A receita não consta em nenhum compêndio, mas seu fundamento pode se confirmar na experimentação. Todos podem e devem colocar a mão na massa. O tempo está quente, no ponto exato pra fazer crescer todo aquele que se lida bem, que sabe tocar em seus pontos de fermentação, de ativação da sua alquimia existencial. Os ingredientes elementares são os atributos individuais, conforme a sua espécie, e a medida é a necessidade de cada um. Como preparar-se vem a seguir.
Deixar a angústia para trás, descortinar o véu da tristeza e desamarrar as amarras da culpa. O alimento da vida é a ação construtora de um mundo melhor. Abrir espaço em si, arar o ser, desmatar-se (renascer). Participar, dar de si o bem, contribuir com sua atitude, e respeitar-se. Adubar o coração pra receber o amor. A alquimia existencial é precisa, e necessária.
“Não aceitar a normalidade do erro e o sectarismo das culturas. Não culpar a outrem por seus desencontros pessoais. Buscar saber o que é, mesmo, que rege o movimento da vida e a trajetória da evolução.”
Quem canta seus males espanta, dependendo do que cante. Cantar, então, o sol, a chuva, o mar, a mata, o céu, o ser humano. Adoçar a vida com o mel das flores do jardim encantado do agir correto. A dor colhida no ontem libera a terra para o plantio da paz. Ir devagar, lentamente, parando, até, com a dor, o ódio, a raiva, a revolta e mais, pois Deus é grande. Não duvidar do seu poder. Ter a fé, ter a convicção que em si aloja-se a capacidade criadora.

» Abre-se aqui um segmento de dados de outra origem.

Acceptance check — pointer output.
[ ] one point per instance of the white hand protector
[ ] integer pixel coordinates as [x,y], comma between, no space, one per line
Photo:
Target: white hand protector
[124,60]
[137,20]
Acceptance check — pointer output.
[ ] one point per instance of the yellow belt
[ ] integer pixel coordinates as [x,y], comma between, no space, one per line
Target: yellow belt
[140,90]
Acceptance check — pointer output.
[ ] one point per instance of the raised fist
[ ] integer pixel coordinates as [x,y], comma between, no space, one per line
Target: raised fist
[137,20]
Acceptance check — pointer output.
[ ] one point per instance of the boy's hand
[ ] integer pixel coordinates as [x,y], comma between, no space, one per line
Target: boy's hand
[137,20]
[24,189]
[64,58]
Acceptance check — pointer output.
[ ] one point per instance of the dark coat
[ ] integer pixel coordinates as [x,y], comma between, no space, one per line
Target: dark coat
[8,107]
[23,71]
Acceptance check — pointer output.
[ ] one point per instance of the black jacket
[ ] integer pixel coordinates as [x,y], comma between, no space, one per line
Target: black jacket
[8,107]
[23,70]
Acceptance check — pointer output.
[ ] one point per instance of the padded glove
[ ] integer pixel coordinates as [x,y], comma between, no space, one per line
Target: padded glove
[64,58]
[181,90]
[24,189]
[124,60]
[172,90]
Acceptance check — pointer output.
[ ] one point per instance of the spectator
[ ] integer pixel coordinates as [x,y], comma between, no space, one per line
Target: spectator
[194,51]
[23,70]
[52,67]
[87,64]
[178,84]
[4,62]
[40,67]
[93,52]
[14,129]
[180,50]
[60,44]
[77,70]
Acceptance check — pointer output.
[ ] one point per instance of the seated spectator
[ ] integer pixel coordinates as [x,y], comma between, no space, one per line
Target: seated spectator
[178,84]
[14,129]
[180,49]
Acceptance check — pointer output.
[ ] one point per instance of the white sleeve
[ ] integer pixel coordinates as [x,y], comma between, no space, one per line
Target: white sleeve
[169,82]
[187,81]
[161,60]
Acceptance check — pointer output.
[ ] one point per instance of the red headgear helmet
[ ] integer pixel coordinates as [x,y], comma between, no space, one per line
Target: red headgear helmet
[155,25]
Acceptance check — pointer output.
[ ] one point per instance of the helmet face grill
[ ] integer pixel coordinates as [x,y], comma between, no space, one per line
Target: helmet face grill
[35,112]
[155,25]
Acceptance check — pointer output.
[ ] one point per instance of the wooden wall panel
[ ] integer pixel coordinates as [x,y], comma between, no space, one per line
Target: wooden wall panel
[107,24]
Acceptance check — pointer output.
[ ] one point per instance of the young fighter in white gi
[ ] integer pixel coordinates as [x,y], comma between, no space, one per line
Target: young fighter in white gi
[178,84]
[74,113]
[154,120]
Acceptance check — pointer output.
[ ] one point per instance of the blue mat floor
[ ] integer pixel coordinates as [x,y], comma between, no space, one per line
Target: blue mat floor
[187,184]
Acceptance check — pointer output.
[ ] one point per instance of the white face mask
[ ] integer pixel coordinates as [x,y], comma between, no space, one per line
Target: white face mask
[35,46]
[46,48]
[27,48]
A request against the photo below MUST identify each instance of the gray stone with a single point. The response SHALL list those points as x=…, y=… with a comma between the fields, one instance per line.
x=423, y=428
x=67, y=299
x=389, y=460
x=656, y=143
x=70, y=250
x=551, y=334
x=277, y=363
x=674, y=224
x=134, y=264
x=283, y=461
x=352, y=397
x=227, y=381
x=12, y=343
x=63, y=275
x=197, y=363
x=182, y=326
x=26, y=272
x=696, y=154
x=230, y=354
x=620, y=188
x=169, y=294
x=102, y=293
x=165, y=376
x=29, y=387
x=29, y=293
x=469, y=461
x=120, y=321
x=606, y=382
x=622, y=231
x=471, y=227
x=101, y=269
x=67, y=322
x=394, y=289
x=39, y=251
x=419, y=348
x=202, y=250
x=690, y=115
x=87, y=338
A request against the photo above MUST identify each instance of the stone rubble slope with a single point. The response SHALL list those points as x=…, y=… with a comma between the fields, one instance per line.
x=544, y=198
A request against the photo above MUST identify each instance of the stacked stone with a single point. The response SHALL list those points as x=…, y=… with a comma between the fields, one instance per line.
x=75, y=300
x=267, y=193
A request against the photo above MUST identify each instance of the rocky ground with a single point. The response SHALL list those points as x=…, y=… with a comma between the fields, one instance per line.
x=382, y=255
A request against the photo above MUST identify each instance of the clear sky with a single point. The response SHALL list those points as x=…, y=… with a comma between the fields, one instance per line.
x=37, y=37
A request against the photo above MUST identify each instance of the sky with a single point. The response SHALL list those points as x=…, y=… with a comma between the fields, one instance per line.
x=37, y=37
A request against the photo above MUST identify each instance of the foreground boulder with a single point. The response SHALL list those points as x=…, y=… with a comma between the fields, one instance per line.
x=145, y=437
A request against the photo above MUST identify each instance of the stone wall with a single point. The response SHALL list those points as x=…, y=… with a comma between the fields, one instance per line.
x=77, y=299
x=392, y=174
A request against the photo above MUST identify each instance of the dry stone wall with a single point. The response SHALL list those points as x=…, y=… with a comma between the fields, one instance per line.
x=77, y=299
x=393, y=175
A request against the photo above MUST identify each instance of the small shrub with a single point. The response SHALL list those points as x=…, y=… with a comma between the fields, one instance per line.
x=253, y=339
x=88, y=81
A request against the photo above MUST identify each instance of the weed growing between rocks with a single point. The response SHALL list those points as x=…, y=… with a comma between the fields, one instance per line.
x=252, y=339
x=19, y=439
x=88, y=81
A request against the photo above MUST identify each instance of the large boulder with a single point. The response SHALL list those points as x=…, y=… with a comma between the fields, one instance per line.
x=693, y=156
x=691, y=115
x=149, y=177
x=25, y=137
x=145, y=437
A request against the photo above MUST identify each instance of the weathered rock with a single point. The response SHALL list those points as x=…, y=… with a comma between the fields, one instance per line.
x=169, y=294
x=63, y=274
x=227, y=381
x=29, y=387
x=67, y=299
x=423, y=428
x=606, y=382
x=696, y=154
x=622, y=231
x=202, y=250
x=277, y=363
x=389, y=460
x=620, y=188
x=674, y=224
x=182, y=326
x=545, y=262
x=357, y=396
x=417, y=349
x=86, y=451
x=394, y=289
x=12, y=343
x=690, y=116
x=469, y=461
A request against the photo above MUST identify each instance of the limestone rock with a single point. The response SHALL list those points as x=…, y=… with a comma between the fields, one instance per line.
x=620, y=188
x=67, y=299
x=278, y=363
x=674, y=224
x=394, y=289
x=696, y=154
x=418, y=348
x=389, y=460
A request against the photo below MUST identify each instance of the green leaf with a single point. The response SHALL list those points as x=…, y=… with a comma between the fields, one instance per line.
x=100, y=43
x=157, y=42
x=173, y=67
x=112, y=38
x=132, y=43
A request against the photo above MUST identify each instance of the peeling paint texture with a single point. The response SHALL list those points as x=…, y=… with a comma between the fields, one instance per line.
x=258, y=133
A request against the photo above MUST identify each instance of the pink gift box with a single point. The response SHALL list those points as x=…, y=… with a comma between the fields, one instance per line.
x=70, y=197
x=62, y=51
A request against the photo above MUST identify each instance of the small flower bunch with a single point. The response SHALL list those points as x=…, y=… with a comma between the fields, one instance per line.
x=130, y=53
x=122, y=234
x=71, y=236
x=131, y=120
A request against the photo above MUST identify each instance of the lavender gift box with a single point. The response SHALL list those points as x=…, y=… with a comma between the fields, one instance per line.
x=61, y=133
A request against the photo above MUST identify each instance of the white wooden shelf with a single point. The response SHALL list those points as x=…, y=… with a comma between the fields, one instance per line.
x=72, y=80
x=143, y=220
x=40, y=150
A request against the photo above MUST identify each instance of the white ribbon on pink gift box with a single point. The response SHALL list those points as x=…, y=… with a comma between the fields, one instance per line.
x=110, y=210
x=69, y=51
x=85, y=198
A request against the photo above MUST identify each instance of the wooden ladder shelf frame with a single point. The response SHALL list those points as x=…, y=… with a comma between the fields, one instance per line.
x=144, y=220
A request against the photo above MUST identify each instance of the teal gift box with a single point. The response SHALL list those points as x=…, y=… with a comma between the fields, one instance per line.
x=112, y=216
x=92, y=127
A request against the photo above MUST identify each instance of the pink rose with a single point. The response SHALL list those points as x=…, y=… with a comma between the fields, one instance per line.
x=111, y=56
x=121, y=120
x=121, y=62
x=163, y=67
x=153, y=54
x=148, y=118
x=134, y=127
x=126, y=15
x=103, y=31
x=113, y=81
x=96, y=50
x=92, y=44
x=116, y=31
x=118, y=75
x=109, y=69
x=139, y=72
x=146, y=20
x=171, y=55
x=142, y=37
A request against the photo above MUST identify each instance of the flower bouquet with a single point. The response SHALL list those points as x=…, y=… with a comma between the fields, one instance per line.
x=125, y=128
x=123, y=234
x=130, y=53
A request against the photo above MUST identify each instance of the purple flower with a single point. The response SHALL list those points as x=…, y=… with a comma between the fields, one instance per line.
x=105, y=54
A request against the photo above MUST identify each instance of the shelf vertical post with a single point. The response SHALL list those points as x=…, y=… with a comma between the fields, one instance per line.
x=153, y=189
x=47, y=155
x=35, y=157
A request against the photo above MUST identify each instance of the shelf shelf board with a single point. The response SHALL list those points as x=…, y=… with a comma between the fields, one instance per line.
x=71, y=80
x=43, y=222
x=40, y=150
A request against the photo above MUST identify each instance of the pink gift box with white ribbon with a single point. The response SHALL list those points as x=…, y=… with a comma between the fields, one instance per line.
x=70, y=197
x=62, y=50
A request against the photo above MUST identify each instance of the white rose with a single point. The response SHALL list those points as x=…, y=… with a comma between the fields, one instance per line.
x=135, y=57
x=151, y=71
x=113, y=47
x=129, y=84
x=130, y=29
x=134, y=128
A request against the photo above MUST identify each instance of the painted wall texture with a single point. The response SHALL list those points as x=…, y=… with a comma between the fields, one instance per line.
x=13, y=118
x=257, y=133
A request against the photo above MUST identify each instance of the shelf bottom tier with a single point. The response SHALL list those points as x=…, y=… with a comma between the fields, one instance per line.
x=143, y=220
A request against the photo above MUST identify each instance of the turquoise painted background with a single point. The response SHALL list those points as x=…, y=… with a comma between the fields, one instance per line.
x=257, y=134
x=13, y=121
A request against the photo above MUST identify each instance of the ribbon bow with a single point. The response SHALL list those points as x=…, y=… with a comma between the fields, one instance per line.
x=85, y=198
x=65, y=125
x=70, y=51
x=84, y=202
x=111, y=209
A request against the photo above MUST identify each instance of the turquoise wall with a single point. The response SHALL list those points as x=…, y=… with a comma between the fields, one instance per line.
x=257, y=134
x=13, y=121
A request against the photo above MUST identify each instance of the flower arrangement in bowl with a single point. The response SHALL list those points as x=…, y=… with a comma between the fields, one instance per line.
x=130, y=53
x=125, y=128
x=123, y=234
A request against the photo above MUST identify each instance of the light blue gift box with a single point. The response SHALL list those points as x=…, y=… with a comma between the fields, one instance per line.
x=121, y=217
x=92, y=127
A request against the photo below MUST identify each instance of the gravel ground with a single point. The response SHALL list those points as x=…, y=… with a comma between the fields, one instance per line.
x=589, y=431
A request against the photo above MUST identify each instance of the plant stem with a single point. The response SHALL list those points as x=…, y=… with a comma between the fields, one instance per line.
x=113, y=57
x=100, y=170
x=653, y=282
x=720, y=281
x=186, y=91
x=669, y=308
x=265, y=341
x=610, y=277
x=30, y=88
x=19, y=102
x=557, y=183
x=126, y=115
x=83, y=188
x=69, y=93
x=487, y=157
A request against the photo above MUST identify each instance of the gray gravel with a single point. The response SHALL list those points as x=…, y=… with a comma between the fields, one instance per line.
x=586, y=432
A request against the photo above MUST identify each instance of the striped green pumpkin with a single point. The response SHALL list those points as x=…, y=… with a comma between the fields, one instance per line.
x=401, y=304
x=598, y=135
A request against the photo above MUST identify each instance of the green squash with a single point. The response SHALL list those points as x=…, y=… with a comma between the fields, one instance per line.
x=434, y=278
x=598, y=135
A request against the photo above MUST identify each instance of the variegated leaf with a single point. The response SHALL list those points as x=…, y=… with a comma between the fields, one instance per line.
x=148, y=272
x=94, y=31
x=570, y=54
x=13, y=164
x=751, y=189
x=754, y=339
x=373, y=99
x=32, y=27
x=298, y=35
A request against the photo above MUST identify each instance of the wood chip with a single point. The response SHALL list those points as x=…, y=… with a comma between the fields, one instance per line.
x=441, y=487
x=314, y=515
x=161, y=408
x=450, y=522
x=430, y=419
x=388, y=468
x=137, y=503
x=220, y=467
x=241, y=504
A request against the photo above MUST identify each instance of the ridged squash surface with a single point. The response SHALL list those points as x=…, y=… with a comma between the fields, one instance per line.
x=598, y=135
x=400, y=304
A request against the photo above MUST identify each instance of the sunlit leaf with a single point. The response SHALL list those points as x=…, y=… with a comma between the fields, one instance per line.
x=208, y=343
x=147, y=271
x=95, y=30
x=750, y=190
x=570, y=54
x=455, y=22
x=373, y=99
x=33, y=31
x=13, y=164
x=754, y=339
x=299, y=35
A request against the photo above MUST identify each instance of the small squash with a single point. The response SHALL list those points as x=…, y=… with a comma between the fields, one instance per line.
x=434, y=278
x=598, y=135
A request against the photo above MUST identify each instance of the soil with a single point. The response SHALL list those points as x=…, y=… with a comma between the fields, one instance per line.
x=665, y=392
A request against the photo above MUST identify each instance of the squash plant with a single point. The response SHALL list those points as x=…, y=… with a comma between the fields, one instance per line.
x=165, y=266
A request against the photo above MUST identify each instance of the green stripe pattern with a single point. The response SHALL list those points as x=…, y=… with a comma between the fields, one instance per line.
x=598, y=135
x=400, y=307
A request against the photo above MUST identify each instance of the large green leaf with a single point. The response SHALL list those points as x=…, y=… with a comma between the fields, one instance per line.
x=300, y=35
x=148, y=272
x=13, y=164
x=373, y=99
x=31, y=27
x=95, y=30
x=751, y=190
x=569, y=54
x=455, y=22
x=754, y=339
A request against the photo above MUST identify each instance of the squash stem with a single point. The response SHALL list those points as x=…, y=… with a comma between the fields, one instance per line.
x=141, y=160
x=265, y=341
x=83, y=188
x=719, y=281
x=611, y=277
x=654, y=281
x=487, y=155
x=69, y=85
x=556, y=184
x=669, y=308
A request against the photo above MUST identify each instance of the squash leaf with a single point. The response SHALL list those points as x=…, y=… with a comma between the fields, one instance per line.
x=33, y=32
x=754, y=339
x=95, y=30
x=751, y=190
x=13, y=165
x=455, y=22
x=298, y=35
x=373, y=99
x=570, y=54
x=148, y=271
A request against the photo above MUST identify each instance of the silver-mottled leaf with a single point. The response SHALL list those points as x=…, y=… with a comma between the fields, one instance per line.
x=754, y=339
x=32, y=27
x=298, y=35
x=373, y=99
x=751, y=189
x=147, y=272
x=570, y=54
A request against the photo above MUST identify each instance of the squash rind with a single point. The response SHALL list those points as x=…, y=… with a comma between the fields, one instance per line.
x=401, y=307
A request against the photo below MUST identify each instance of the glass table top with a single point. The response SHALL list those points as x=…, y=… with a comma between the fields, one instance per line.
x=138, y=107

Desvendar-se, conhecer-se, conhecer a potência da semente. Florescer, frutificar, multiplicar a somatória de esforços. Descobrir em si o caráter da unidade universal existente em todos. Não aceitar a normalidade do erro e o sectarismo das culturas. Não culpar a outrem por seus desencontros pessoais. Buscar saber o que é, mesmo, que rege o movimento da vida e a trajetória da evolução. Não se marginalizar ao movimento da história. O progresso é cibernético e a coexistência é tribal. A sustentabilidade vem, a justiça vem, o equilíbrio também, desde que busquemos. A liberdade mora dentro e atende ao reconhecimento do dom da vida. A interdependência regula tudo, a consciência alcança transcendências e os novos sentidos se revelam.
Nada será como antes, e nada é igual a nada. Vamos trabalhar, agir, transformar, construir um mundo novo. Vamos reagir, recomeçar. Abolir o preconceito e investir na renovação. Tem muito chão, tem todo o tempo e não há pressa. Vamos reencontrar nosso sentido. Vamos descobrir, abrir e ocupar o nosso lugar. Lapidar nossas arestas e aprimorar nossas condições. Tirar a poeira das lentes dos olhos. Penetrar mais fundo na superfície da vida. Erigir um monumento ao nosso progresso. Firmar o passo e crescer para si. O destino não tem fronteiras e o cavaleiro é aprendiz.
Como lidar com tudo isso? Psicanálise, terapia, autoconhecimento – algo assim.